For those reading this that have fed their mantids with Thermobia domestica, did you just find them in our house, or do you actually culture and raise them for the purpose of feeding?

If anyone does have a culture of them, or knows where to find information along those lines, please share!


----------



## padkison (Mar 1, 2007)

I sent a PM to Christian and got this reply.



Christian,

I saw your post regarding mantis food for Grizzled Mantids and other species. Were you refering to Thermobia domestica, the Firebrat? If so, what is needed to culture these and where does one find a starter culture? Also, is there a faster growing, larger species that would not infest a house?

Thanks

Hi.

Firebrats do not really infest houses, at least not over here. They are very robust and do not die, because they feed on cellullose, but they do not reproduce (see below). There are no other suitable species, the long development is typical for primitive insects. You have to start a culture early, because it needs about half a year until you can take something out for feeding your mantids. A receipt for the culture may be found on the internet, you need primarily a box filled with paper towels, a smaller box with sponges filled with water for humidity supply and some beauty pads for egg-laying. The problem is the high temperature they need, about 35-45°C by day. Feed them with fish flocks. A starter culture group should also be available on the internet. If not, please contact me again.

Regards,

Christian


----------



## yen_saw (Mar 2, 2007)

This species resembles silver fish commonly found in bathroom or embedded in your old piles of paper (book worm!!). BUt firebrates are more common in area with high humidity and high temperature. THey are pests nevertheless and my wife had warned me not to let any out........ hmmmm


----------



## Jodokohajjio (Mar 2, 2007)

So for a culture, I seem to be getting the sense that this is the kind of setup needed:

A glass jar/tank (I've read they can't climb glass). Put some paper/paper towels in the bottom as substrate. I've read that flaked fish food works for feeding. A heat lamp to keep the temperature around 35-45°C, and a container of water with sponges in it for humidity. Also some beauty pads for egg laying.

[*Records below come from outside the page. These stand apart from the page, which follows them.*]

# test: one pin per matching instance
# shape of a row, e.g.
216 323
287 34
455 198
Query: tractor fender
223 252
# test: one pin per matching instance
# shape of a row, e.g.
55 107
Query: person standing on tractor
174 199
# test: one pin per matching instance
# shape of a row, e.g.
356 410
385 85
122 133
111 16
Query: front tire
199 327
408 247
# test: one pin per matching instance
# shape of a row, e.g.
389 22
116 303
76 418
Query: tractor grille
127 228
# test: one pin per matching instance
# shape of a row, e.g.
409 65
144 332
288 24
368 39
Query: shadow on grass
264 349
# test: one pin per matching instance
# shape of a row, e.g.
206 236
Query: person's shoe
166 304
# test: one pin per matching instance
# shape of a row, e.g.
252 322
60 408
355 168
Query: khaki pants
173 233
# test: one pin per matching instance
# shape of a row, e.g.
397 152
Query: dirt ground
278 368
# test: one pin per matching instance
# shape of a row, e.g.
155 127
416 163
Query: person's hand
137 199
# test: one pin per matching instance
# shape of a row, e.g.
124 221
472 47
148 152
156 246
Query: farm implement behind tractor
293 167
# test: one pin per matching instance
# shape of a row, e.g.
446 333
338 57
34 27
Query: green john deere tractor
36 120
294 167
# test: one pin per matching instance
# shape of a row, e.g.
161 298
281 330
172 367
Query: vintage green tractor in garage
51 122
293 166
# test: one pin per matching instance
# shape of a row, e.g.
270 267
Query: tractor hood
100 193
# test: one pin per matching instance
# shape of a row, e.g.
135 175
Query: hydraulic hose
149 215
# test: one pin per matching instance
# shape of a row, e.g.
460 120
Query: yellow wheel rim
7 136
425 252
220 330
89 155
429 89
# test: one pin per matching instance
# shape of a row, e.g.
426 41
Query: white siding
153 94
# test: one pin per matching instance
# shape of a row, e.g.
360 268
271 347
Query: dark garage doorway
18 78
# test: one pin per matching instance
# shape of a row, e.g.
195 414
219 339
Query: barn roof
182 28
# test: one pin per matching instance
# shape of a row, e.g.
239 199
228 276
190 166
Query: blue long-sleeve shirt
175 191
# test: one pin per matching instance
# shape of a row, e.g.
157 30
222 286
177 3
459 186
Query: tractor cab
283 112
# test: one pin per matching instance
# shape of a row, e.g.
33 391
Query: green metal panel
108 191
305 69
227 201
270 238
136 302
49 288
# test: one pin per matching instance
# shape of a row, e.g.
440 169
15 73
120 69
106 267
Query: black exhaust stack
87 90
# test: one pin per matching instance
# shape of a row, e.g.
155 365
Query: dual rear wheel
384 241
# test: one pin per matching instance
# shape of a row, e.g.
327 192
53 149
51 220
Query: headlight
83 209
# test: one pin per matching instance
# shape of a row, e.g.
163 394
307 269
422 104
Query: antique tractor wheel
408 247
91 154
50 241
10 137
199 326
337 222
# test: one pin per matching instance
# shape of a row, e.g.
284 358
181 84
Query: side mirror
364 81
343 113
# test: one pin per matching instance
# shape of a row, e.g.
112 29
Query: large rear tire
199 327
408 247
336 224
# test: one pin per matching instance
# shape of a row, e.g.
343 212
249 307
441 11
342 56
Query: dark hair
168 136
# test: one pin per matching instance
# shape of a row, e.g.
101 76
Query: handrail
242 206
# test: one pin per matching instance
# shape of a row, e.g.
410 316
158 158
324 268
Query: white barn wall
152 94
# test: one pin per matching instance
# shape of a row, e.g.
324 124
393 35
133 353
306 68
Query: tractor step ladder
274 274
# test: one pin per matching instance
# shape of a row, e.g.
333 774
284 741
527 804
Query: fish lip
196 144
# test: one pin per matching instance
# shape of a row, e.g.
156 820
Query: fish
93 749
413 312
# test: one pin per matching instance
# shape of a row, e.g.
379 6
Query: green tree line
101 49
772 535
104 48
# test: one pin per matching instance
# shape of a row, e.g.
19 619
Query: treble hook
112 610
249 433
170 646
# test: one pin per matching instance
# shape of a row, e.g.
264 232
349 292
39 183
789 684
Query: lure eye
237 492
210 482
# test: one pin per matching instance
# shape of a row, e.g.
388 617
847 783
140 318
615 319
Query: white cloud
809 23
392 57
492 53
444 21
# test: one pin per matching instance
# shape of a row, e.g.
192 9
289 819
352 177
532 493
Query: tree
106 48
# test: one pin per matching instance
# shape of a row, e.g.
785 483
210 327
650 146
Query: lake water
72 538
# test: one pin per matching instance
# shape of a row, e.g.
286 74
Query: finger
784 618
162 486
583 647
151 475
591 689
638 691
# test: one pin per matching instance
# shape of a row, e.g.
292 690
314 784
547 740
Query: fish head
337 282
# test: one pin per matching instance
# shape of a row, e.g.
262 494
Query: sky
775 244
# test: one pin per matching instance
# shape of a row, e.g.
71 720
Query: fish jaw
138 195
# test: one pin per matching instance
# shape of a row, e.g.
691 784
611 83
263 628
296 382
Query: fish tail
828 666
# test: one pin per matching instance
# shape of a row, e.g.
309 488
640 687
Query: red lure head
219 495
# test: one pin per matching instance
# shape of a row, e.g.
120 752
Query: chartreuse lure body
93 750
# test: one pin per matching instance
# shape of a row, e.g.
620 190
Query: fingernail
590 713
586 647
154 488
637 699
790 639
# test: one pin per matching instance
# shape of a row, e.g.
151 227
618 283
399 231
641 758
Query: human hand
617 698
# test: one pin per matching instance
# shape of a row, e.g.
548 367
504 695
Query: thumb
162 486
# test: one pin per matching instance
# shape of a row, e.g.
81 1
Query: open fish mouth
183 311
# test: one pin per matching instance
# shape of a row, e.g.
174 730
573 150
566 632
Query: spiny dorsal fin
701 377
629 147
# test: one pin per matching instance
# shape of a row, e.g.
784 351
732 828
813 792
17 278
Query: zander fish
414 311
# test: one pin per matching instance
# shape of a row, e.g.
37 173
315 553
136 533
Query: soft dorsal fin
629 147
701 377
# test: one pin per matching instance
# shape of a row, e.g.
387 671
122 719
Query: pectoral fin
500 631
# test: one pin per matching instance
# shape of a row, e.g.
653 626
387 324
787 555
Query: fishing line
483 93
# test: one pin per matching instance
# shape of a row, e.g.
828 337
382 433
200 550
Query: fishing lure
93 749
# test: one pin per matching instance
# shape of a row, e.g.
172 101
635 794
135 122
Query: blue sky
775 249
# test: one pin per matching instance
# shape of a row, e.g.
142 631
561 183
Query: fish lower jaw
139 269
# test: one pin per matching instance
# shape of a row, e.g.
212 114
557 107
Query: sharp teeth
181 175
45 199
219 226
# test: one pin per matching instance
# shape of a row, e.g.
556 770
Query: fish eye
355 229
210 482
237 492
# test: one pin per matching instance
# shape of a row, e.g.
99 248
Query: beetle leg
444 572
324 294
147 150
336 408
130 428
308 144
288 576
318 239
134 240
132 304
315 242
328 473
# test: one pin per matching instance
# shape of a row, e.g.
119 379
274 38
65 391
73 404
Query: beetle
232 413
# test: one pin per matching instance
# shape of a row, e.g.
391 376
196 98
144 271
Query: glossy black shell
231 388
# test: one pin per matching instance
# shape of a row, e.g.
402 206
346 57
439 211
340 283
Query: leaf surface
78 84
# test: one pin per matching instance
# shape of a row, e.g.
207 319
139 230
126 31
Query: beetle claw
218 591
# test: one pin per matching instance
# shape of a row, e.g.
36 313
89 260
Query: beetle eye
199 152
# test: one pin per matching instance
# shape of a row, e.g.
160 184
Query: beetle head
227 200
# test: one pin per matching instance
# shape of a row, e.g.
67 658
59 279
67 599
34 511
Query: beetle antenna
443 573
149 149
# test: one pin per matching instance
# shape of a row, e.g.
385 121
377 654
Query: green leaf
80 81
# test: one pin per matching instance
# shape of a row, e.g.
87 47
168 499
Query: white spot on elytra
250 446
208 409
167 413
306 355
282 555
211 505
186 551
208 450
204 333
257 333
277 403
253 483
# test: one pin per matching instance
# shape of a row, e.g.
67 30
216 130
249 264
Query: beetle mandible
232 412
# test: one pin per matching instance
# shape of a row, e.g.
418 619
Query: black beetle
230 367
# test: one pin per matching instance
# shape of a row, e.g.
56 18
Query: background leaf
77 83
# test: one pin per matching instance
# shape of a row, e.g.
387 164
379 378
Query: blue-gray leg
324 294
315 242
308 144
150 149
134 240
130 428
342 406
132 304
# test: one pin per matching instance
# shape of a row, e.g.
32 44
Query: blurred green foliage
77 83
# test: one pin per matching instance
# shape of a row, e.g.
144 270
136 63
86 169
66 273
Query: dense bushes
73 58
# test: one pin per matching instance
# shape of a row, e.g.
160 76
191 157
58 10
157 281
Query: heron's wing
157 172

Does this sound right? Also, what are beauty pads?


----------



## Christian (Mar 2, 2007)

Beauty pads? The stuff women use for cleaning up their faces. It's made of fine cellulose. The box should be filled almost up with the towels (make balls of them), not just the bottom.

Regards,

Christian

PS: it was ok this time, but you should not post PMs on the forum. If you wish to do so, please ask in advance!


----------



## yen_saw (Mar 2, 2007)

> I've read that flaked fish food works for feeding.


Yes, i have tried crushed dog and cat food, they like both as well.


----------